The 2022 MotoE World Cup (known officially as the 2022 FIM Enel MotoE World Cup for sponsorship reasons) was the fourth season of the MotoE World Cup for electric motorcycle racing, and was part of the 74th F.I.M. Grand Prix motorcycle racing season.

This was the last season of Energica being the sole supplier of the World Cup as they withdrew from the Cup after the season, with Ducati expected to take their place as the new sole manufacturer starting 2023.

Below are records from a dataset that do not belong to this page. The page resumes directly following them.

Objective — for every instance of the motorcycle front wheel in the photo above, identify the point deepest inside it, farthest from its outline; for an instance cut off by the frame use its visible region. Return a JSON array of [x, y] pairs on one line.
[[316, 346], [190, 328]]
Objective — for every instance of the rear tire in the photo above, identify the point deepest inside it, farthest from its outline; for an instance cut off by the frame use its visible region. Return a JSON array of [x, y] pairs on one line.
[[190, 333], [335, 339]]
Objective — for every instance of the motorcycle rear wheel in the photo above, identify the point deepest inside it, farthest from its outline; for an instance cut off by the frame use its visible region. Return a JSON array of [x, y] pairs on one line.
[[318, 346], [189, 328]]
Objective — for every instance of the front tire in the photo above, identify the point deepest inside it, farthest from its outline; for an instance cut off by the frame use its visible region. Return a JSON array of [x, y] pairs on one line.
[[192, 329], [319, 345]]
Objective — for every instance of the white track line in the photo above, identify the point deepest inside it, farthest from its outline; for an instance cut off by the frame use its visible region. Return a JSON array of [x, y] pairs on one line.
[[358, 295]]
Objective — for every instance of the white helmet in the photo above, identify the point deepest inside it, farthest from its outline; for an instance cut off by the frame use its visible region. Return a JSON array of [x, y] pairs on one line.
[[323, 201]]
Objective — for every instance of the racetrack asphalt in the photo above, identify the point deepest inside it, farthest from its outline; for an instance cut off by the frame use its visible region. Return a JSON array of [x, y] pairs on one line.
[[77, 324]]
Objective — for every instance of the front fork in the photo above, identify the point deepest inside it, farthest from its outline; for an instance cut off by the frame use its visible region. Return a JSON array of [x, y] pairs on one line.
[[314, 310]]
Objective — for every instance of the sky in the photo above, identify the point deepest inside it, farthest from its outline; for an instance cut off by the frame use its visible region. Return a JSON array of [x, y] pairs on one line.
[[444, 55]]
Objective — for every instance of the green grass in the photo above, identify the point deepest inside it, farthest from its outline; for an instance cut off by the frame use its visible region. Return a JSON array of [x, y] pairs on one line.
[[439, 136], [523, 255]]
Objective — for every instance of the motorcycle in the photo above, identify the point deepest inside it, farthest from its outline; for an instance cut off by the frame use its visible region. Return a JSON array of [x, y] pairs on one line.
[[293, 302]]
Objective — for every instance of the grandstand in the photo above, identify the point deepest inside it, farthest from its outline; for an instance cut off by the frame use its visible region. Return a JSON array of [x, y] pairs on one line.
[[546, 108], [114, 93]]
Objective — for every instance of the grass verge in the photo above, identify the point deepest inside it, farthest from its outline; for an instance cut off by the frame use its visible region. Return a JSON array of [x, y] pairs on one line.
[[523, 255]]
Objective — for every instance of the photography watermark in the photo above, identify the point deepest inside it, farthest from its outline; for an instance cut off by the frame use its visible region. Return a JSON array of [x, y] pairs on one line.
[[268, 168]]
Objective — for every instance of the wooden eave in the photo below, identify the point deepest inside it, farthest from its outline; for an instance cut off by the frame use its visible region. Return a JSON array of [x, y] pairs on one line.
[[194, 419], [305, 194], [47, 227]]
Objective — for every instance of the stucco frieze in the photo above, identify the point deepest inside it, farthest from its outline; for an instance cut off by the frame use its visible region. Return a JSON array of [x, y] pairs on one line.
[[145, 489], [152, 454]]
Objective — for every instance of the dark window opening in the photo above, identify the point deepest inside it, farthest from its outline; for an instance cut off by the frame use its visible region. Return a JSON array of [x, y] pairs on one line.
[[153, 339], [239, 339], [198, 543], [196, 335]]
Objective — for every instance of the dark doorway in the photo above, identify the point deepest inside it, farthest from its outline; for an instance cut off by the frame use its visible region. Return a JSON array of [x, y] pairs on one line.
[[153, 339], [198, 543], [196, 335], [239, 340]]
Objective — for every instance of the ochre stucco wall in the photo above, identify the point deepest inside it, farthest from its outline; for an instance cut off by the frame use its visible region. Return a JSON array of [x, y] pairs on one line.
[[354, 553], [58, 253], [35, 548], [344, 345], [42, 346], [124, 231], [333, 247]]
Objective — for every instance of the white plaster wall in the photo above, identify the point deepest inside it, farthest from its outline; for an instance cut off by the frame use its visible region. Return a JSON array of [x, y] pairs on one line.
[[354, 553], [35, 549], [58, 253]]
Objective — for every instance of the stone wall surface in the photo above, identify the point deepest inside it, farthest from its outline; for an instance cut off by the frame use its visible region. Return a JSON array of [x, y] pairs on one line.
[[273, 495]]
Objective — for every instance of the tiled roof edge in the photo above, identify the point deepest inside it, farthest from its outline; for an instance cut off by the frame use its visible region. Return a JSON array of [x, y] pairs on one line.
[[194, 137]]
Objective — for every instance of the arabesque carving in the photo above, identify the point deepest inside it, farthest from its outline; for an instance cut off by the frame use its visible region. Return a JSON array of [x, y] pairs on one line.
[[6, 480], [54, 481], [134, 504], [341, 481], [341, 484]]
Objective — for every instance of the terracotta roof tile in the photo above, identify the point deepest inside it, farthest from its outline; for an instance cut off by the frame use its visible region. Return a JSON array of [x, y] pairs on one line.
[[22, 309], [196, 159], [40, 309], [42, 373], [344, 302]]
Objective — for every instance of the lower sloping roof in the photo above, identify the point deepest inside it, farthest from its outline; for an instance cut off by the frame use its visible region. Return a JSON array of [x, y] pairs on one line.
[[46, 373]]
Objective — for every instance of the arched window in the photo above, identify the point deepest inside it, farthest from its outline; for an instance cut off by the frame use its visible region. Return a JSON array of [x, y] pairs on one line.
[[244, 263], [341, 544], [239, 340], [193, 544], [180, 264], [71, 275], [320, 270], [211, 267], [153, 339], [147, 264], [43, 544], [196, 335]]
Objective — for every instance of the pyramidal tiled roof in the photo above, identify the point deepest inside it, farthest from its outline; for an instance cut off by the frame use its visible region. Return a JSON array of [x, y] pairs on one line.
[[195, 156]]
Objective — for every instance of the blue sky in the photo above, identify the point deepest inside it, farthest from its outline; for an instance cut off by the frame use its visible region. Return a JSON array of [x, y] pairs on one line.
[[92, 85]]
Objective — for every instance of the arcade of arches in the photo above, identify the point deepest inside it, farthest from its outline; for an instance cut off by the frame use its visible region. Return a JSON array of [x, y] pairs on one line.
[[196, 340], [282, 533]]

Dominique Aegerter clinched the championship after a crash from Eric Granado during race 1 in Misano, his first MotoE crown.

Teams and riders 
All teams use the series-specified Energica Ego Corsa.

Rider changes
 Mattia Casadei joined HP Pons 40, replacing Jasper Iwema.
 Eric Granado joined LCR E-Team, replacing Kevin Zannoni.
 Héctor Garzó moved back to MotoE after racing in Moto2 in . He rejoined Tech3 E-Racing, the team he raced with during the 2019 MotoE season.

Mid-season changes
 Bradley Smith missed the opening three rounds after suffering a fractured vertebra during the 24 Hours of Le Mans. He was replaced by Lukas Tulovic for the Spanish round, while Andrea Mantovani replaced him for the French and Italian rounds.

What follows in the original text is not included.